# Distance traveled by a particle

• Feb 12th 2009, 03:08 PM
fattydq
Distance traveled by a particle
I've attached a problem I'm working on, finding displacement is easy in problems like this but I've read through all my notes and whatnot and can't figure out how they're solving the distance traveled by a particle.
• Feb 12th 2009, 03:21 PM
skeeter
$d = \int_0^3 |3t - 7| \, dt$

the particle starts out in the negative direction, then changes to a positive direction at t = 7/3

$d = -\int_0^{\frac{7}{3}} 3t - 7 \, dt + \int_{\frac{7}{3}}^3 3t - 7 \, dt$
• Feb 12th 2009, 03:27 PM
fattydq
Quote:

Originally Posted by skeeter
$d = \int_0^3 |3t - 7| \, dt$

the particle starts out in the negative direction, then changes to a positive direction at t = 7/3

$d = -\int_0^{\frac{7}{3}} 3t - 7 \, dt + \int_{\frac{7}{3}}^3 3t - 7 \, dt$

Wait so I don't have to use the antiderivative of 3t-7 at all? I'm still confused, I already got as far as you just said and that's where I stopped due to confusion?
• Feb 12th 2009, 03:44 PM
skeeter
Quote:

Originally Posted by fattydq
Wait so I don't have to use the antiderivative of 3t-7 at all? I'm still confused, I already got as far as you just said and that's where I stopped due to confusion?

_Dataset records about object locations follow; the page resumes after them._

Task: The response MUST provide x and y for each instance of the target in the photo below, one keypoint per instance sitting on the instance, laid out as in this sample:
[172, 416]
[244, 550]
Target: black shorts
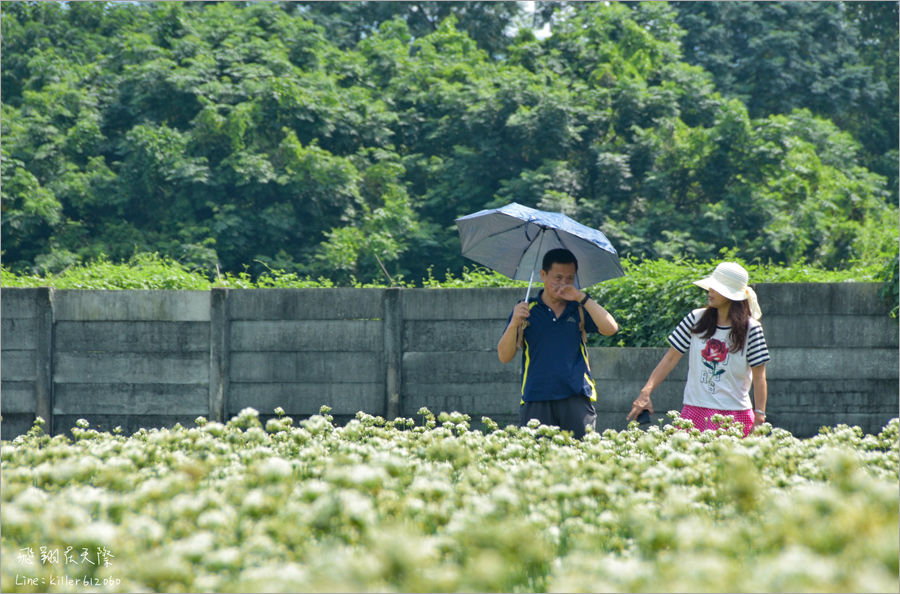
[569, 414]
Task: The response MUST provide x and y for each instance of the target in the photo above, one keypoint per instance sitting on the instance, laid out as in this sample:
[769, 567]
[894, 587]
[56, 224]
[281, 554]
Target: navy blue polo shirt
[554, 361]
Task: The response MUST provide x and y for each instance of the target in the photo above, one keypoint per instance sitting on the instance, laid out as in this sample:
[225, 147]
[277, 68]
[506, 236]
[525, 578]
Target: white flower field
[440, 507]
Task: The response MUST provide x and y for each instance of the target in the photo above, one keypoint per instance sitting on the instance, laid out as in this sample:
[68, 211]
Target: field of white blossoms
[437, 506]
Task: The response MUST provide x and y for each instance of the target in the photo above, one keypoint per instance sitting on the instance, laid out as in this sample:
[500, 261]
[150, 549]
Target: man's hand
[570, 293]
[641, 402]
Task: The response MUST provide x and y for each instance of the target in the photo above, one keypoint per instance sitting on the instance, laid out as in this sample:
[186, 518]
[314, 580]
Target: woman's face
[717, 300]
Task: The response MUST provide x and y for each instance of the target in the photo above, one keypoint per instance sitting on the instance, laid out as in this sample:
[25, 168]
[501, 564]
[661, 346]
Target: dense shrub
[647, 302]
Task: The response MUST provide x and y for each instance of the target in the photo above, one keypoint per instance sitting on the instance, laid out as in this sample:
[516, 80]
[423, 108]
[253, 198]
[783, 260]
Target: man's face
[559, 276]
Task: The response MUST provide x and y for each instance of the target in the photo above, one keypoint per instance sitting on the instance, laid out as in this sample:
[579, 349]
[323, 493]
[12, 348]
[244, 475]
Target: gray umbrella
[513, 240]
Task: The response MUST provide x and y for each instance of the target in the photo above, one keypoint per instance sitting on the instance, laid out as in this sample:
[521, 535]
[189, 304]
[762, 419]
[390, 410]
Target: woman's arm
[760, 393]
[663, 369]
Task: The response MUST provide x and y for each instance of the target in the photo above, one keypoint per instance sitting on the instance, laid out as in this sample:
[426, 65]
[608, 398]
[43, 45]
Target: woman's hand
[641, 402]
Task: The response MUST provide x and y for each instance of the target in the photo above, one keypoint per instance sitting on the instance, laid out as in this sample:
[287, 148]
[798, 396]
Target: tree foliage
[329, 139]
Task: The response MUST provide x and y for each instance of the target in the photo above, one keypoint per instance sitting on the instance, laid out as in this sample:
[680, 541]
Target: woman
[727, 353]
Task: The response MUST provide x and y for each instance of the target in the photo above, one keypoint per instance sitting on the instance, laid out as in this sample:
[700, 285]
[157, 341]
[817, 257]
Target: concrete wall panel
[155, 306]
[19, 334]
[18, 397]
[311, 367]
[305, 399]
[314, 335]
[454, 304]
[17, 366]
[130, 399]
[131, 368]
[132, 337]
[451, 335]
[306, 304]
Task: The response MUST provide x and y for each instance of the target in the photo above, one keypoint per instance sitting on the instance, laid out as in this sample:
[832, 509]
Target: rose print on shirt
[715, 352]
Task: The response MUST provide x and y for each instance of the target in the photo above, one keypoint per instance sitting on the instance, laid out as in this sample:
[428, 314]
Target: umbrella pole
[540, 243]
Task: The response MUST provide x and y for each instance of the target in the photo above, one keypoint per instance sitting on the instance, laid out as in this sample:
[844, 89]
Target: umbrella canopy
[513, 240]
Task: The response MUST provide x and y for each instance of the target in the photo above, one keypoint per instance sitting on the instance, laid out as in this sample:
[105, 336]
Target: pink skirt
[701, 417]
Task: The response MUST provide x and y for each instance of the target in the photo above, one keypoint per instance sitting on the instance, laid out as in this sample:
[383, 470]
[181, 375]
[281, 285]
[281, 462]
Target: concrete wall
[153, 358]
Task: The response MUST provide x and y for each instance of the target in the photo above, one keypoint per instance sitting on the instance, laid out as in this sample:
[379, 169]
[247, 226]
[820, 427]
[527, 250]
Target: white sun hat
[730, 280]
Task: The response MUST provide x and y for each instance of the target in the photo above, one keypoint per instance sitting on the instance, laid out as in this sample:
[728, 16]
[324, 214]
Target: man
[557, 387]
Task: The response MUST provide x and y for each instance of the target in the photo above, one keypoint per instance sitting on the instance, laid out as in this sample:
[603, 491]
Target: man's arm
[507, 347]
[604, 320]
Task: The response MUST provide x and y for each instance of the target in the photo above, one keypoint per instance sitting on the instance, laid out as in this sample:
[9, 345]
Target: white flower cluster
[380, 505]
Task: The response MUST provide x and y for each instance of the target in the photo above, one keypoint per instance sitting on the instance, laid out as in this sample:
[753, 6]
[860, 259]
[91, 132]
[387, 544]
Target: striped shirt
[718, 378]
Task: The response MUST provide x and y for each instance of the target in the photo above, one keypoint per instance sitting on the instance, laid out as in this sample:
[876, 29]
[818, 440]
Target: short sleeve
[757, 349]
[680, 338]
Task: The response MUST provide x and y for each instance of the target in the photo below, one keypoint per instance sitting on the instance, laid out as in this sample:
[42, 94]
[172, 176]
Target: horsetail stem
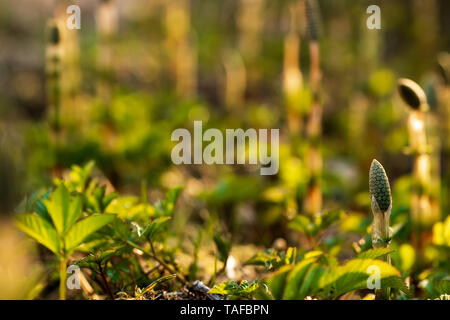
[414, 96]
[53, 68]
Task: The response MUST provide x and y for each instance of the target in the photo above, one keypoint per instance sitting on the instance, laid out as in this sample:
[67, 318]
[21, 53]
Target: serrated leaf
[277, 282]
[353, 275]
[63, 210]
[155, 226]
[295, 279]
[243, 289]
[39, 229]
[84, 228]
[34, 203]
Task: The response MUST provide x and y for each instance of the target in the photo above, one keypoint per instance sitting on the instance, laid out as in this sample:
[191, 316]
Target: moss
[379, 185]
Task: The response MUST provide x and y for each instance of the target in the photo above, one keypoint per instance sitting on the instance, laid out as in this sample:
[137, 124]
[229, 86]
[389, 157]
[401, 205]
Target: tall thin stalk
[62, 278]
[380, 193]
[53, 73]
[292, 76]
[422, 213]
[313, 201]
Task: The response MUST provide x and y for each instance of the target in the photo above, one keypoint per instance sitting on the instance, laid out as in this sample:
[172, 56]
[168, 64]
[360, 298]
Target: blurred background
[115, 90]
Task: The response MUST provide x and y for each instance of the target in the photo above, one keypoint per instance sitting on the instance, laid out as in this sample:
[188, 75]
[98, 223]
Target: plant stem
[108, 288]
[161, 262]
[62, 278]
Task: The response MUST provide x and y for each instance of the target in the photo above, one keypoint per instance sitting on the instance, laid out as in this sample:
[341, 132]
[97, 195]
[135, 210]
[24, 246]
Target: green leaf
[63, 211]
[223, 246]
[295, 278]
[39, 229]
[155, 226]
[354, 274]
[277, 282]
[34, 203]
[374, 253]
[84, 228]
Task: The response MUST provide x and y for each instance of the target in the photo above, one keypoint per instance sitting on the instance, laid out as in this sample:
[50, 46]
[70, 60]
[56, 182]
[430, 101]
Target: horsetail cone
[412, 94]
[379, 188]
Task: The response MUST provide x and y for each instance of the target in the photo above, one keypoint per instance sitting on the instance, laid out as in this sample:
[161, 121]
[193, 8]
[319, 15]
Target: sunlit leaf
[39, 229]
[84, 228]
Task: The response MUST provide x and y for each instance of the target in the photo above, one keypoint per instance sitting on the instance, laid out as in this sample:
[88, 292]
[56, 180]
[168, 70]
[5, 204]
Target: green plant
[380, 192]
[63, 229]
[317, 274]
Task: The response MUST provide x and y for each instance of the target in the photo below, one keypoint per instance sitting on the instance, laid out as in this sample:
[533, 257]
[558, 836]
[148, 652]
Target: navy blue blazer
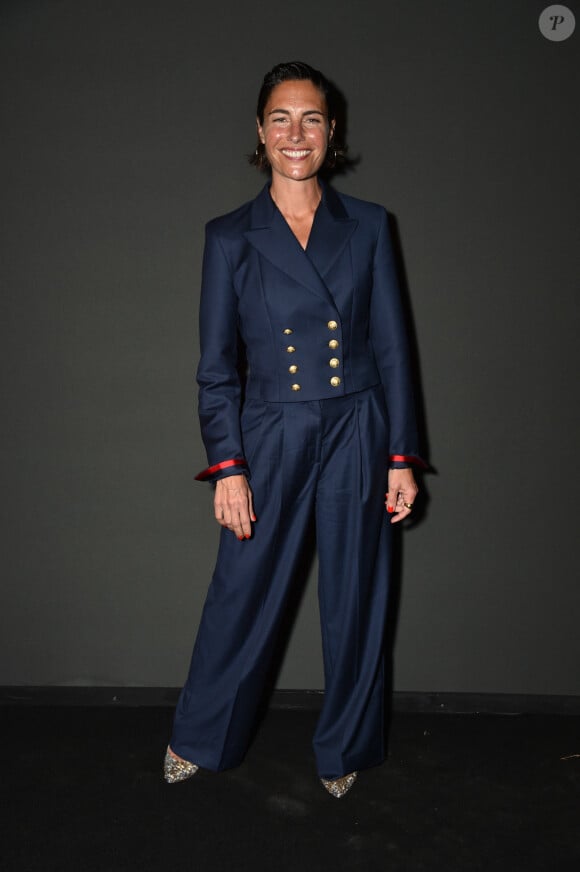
[316, 323]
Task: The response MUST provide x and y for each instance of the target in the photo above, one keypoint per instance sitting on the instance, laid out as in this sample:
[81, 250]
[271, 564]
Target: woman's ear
[261, 136]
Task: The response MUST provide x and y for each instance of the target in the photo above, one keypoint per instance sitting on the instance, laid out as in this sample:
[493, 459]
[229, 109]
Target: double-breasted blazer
[317, 323]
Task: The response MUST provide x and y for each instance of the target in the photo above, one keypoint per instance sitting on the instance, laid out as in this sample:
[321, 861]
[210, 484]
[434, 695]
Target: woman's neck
[296, 199]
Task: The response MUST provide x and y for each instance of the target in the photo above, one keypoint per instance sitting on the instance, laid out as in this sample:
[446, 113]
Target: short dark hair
[293, 71]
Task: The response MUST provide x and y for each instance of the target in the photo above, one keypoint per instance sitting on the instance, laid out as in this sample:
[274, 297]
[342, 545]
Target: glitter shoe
[175, 770]
[337, 787]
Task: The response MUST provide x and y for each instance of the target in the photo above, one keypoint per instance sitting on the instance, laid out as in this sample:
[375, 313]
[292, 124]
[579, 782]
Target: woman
[305, 279]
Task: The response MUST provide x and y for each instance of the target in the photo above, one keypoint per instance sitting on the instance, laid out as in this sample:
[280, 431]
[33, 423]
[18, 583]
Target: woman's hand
[402, 492]
[233, 505]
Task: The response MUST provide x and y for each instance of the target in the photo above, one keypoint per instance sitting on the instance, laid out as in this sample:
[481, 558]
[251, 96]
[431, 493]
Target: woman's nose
[295, 133]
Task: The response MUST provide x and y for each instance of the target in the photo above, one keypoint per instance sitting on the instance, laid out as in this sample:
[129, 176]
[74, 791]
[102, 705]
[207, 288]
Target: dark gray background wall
[124, 128]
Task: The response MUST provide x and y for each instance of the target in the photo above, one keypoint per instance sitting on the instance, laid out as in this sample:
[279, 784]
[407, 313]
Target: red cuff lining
[408, 458]
[225, 464]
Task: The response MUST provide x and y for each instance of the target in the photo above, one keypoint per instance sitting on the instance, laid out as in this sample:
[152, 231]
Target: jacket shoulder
[232, 223]
[361, 209]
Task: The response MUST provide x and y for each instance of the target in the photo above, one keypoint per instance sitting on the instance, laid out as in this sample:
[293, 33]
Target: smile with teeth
[295, 153]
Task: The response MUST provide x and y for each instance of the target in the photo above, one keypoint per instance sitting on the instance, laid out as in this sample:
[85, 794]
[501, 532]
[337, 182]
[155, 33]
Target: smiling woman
[304, 277]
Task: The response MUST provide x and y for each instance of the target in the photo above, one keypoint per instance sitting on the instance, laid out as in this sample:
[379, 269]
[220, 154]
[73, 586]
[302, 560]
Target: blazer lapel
[272, 237]
[330, 233]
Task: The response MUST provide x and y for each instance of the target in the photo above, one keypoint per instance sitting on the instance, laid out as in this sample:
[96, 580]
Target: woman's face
[296, 130]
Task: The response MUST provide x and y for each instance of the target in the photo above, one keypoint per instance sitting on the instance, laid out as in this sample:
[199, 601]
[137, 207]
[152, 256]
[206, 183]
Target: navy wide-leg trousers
[325, 461]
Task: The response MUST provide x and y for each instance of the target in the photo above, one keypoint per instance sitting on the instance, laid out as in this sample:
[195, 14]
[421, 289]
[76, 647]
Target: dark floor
[82, 790]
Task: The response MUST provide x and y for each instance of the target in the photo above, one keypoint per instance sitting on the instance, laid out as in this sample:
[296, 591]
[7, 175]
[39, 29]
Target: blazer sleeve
[388, 333]
[217, 374]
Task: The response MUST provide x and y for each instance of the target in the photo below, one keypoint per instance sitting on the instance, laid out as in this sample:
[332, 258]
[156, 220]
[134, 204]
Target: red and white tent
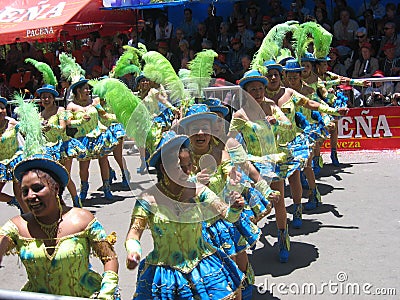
[50, 20]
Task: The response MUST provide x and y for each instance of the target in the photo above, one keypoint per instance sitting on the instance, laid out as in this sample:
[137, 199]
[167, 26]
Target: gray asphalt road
[347, 248]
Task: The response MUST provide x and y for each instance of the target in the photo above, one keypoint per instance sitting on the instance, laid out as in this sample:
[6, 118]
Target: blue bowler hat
[42, 162]
[308, 56]
[215, 105]
[3, 100]
[293, 65]
[81, 80]
[48, 88]
[169, 140]
[197, 112]
[251, 76]
[271, 65]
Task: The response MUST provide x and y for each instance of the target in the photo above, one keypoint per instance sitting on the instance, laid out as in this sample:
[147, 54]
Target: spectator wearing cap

yes, you have to use the antiderivative ... twice.

you have two definite integrals to evaluate.
• Feb 12th 2009, 04:00 PM
fattydq
OK for the first I got -8.1666667 and the second I got 2/3 and I added the two and it still says it's wrong. And yes I did negate the first term
• Feb 12th 2009, 04:04 PM
fattydq
Nvm I got it, thanks man